If You Got This Email From CoinTelegraph or Token Terminal, You Probably Got Scammed

In a sophisticated email phishing operation, scammers impersonating well-known cryptocurrency brands, including CoinTelegraph and Token Terminal, have swindled nearly $600,000 from unsuspecting victims. 

The scammers utilized fake airdrop campaigns to lure users into a trap, culminating in a significant financial heist.

Email Scams Hide Behind Renowned Crypto Brands

ZachXBT, a pseudonymous on-chain detective, revealed that in less than 10 hours, the scam amassed close to $600,000. Shortly after, blockchain analytics firm Nansen reported that the fraudsters transferred approximately $520,000 in Ethereum (ETH) to Railgun’s mixer. This suggests an effort to hide the source of the funds.

Phishing scams involving criminals mimicking reputable companies to extract personal information were at the heart of this operation. The perpetrators sent emails masquerading as communications from CoinTelegraph, Token Terminal, Wallet Connect, and De.Fi. This tactic allowed them to deceive users convincingly.

Read more: Who Is ZachXBT, the Crypto Sleuth Exposing Scams?

Nansen’s analysis disclosed that over $85,000 remained in the address where the stolen funds were initially deposited, spread across roughly 280 different tokens.

Net Worth of Email Scammers. Source: Nansen

This incident follows the JITO token airdrop that excited the crypto community, with average payouts of $10,000 to early adopters using Solana’s liquid staking protocol. The scam capitalized on the heightened interest in airdrops, with all phishing emails promoting similar fraudulent schemes.

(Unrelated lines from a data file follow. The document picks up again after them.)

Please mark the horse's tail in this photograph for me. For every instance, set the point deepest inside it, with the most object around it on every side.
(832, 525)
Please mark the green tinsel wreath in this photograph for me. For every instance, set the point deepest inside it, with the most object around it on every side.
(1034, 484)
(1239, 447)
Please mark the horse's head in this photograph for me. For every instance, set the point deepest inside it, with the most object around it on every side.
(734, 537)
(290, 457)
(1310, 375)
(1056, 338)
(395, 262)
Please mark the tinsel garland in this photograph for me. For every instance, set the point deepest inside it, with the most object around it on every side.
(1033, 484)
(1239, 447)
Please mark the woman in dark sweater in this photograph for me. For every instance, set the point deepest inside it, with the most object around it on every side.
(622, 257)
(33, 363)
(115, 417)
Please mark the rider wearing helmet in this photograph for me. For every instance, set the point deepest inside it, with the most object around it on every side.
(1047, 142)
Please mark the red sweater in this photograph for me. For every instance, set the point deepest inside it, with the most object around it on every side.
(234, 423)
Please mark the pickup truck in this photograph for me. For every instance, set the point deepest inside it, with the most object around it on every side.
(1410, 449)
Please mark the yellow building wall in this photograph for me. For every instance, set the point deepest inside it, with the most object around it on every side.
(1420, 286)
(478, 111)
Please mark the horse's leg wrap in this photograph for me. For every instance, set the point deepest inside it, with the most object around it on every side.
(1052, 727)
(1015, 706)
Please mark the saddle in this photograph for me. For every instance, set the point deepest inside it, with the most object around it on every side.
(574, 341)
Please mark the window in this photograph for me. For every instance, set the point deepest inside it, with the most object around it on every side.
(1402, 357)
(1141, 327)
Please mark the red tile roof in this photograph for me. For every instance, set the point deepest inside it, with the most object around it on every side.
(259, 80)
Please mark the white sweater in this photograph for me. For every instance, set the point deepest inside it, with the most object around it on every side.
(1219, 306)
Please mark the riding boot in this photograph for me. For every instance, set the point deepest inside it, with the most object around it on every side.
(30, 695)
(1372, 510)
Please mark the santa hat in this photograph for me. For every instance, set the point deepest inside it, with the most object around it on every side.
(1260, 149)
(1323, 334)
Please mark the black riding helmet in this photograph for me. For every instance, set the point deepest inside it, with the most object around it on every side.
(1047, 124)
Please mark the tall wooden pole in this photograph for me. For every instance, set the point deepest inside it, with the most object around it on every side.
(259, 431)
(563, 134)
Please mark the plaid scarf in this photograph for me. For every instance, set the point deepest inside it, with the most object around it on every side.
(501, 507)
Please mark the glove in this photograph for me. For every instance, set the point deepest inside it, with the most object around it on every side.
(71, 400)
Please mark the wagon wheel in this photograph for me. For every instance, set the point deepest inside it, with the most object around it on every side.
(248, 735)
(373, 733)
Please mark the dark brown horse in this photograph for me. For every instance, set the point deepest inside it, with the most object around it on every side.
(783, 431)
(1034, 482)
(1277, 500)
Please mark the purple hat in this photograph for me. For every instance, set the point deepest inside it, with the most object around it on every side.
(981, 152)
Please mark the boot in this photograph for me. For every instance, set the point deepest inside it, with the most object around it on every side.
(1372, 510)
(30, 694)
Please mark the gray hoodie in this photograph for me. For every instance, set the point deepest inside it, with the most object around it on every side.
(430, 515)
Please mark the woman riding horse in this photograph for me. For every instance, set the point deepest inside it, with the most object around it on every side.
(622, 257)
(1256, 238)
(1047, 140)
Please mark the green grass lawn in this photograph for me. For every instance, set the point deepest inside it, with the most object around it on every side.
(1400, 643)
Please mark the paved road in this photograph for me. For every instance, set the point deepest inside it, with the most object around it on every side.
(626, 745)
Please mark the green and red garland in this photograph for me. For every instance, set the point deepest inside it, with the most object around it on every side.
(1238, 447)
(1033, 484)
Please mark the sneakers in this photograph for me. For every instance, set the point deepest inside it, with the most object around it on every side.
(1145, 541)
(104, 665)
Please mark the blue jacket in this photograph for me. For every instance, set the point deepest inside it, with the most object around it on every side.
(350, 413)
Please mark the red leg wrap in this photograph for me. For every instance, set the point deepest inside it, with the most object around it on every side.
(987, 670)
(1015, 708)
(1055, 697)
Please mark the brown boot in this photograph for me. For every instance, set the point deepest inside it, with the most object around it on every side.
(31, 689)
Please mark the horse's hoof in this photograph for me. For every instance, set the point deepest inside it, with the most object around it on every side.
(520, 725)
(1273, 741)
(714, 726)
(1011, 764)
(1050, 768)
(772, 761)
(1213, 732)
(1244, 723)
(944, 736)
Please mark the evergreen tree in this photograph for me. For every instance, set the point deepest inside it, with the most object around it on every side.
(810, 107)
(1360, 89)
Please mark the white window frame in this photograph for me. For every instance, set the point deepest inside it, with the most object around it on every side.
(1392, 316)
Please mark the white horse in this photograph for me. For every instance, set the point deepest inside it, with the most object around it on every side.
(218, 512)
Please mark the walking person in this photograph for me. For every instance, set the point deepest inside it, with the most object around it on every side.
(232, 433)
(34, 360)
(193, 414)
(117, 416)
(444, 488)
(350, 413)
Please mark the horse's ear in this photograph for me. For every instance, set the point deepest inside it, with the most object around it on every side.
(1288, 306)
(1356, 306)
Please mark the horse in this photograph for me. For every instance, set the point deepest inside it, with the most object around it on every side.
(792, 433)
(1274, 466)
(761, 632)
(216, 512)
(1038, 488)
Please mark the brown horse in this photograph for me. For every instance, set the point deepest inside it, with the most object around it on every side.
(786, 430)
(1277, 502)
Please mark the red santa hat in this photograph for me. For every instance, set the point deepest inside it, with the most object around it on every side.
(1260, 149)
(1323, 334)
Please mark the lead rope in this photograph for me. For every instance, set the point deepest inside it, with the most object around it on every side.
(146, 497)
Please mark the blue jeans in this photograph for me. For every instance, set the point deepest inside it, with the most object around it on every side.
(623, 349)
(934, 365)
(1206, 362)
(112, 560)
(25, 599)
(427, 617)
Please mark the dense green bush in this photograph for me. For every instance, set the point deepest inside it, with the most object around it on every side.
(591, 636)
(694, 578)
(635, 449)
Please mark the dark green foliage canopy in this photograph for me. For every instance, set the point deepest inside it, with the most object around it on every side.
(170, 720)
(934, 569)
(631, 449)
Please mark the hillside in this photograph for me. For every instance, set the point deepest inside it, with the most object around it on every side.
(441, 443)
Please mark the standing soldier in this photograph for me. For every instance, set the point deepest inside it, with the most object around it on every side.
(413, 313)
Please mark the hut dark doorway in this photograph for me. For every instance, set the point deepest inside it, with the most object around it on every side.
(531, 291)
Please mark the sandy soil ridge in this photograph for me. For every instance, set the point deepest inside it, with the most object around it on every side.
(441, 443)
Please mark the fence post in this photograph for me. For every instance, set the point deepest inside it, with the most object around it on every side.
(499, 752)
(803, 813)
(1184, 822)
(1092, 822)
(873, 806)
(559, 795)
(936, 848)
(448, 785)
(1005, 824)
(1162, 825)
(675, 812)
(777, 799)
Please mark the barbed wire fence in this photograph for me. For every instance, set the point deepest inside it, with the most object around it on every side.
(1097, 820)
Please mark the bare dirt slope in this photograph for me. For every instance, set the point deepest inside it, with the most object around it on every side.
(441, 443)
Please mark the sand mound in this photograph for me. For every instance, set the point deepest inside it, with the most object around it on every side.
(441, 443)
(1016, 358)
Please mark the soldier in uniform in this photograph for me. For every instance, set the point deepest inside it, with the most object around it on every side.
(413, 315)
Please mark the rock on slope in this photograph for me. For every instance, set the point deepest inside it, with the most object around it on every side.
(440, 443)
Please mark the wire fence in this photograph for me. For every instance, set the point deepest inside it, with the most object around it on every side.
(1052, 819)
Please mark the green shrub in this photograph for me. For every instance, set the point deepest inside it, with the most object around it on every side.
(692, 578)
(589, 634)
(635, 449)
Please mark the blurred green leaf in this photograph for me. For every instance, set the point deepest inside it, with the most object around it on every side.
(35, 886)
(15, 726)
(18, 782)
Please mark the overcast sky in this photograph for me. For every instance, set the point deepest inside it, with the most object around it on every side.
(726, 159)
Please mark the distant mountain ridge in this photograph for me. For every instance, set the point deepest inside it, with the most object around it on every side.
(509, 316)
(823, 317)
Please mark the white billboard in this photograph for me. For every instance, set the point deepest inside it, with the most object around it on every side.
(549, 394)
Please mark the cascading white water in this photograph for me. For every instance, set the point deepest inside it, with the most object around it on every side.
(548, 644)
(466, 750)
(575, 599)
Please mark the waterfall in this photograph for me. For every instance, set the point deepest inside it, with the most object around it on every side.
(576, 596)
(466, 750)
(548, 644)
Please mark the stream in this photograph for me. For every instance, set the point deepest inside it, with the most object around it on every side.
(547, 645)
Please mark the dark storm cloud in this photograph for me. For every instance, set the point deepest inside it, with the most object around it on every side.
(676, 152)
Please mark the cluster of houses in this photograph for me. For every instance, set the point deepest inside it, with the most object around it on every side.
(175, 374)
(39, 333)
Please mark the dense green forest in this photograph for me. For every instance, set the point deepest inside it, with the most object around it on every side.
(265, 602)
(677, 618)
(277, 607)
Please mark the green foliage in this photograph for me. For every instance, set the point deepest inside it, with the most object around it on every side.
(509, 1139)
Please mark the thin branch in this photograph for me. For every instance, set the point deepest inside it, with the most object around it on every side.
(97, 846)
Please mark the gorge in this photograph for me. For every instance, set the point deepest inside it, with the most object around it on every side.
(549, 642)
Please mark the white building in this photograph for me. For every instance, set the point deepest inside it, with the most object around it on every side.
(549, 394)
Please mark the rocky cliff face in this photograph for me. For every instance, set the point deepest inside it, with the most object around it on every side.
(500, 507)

The scammers orchestrated phishing attacks through MailerLite, an email service provider targeting the crypto market. The breach occurred after a support team member inadvertently provided the attackers access to MailerLite’s internal system. The attackers reset passwords, gained unauthorized control, and focused specifically on cryptocurrency-related accounts. 

MailerLite reported that 117 accounts were compromised, with a few used to launch additional phishing campaigns.

“Upon gaining access, the perpetrators executed a password reset for a specific user on the admin panel, further consolidating their unauthorized control. With this level of access, they were able to impersonate user accounts. The focus was exclusively on cryptocurrency-related accounts.” Mailerlite said.

Read more: 15 Most Common Crypto Scams To Look Out For

Following the breach, MailerLite has resolved the issue, terminated the access method used by the hackers, and pledged to enhance its internal processes and security training.